16.2 Any dispute arising out of or relating to these Terms or any sale hereunder shall be resolved exclusively in the state or federal courts located in King County, Washington, and Customer hereby consents to the personal jurisdiction of such courts and waives any objection to venue.
16.3 In any action or proceeding to enforce these Terms, the prevailing party shall be entitled to recover its reasonable attorney's fees and costs from the non-prevailing party.
17. ORDER CANCELLATION
17.1 Orders confirmed by Seller may not be cancelled by Customer without Seller's prior written consent. If cancellation is approved, Customer shall be subject to a cancellation fee of no less than twenty-five percent (25%) of the order value, plus any costs incurred by Seller in fulfillment of the order.
18. SET-OFF AND DEDUCTIONS
18.1 Customer shall not withhold, set off, or deduct any amounts from payments owed to Seller for any reason, including but not limited to alleged defects, claims, or disputes, without the prior written agreement of Seller.
19. NO WAIVER
19.1 The failure of Seller to enforce any provision of these Terms at any time shall not constitute a waiver of Seller's right to enforce such provision or any other provision in the future. No waiver shall be effective unless in writing and signed by an authorized representative of Seller.
20. SEVERABILITY
20.1 If any provision of these Terms is found to be invalid, illegal, or unenforceable by a court of competent jurisdiction, such finding shall not affect the validity or enforceability of the remaining provisions, which shall continue in full force and effect.
21. ENTIRE AGREEMENT AND MODIFICATION
21.1 These Terms, together with any applicable invoice, credit application, or written agreement executed by both parties, constitute the entire agreement between Seller and Customer regarding the subject matter hereof and supersede all prior or contemporaneous oral or written representations, agreements, or understandings.
21.2 Seller reserves the right to amend, modify, or update these Terms at any time.
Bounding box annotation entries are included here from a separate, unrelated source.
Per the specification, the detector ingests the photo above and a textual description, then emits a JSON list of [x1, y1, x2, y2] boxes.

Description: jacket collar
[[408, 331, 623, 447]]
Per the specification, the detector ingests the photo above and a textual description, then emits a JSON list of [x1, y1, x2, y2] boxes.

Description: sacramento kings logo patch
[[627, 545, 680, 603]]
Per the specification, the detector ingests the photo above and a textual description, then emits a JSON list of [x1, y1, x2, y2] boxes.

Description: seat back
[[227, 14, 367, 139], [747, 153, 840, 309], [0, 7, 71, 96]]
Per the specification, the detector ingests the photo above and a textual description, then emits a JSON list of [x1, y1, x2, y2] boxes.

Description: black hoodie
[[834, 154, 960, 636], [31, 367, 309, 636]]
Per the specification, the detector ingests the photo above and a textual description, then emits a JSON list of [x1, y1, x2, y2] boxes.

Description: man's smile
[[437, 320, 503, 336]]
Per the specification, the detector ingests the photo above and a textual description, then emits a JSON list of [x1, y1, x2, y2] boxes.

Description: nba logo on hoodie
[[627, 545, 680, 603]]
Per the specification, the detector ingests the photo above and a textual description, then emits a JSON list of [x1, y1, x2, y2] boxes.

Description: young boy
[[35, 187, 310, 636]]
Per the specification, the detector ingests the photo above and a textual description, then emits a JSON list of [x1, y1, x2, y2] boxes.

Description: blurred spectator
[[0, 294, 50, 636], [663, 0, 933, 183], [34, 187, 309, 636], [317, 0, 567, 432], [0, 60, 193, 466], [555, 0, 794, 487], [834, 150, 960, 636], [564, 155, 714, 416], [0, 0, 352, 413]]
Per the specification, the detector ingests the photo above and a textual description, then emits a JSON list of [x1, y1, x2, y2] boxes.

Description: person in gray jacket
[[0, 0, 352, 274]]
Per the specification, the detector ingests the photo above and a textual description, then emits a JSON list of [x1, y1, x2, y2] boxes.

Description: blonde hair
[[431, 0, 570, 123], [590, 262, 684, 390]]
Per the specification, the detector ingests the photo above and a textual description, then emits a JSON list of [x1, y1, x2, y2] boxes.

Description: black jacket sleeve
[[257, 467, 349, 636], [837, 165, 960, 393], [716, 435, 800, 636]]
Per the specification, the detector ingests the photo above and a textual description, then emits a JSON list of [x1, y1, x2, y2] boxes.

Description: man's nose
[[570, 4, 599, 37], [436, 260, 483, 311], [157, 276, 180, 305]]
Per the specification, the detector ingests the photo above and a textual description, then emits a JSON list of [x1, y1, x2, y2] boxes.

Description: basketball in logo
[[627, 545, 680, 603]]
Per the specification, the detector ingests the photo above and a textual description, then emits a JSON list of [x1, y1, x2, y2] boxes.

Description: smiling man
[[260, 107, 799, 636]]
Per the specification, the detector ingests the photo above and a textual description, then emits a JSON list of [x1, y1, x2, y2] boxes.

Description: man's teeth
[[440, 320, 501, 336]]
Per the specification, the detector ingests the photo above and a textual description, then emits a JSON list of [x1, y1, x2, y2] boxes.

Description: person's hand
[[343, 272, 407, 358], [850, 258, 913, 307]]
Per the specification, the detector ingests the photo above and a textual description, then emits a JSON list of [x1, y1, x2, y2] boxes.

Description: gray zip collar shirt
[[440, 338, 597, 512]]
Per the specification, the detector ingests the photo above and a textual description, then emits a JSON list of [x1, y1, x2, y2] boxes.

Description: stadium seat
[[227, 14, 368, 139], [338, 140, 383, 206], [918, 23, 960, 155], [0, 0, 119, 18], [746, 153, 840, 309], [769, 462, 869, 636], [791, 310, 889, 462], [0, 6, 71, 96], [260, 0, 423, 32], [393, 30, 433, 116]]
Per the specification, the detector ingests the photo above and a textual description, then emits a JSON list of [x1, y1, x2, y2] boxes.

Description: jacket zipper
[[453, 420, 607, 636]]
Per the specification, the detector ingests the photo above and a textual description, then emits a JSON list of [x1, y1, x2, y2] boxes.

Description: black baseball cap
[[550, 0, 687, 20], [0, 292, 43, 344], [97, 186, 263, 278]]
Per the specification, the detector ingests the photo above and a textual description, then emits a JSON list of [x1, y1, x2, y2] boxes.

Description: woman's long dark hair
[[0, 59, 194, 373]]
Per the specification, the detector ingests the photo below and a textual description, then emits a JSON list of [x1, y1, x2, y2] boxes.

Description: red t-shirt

Continued purchases by Customer following any such amendment shall constitute acceptance of the revised Terms.
22. PERSONAL GUARANTEE
The undersigned individual, in their personal capacity, hereby unconditionally and irrevocably guarantees prompt and full payment of all amounts owed by the Customer to Seller, including principal, finance charges, collection costs, and attorney's fees. This guarantee shall remain in effect until all obligations are satisfied in full.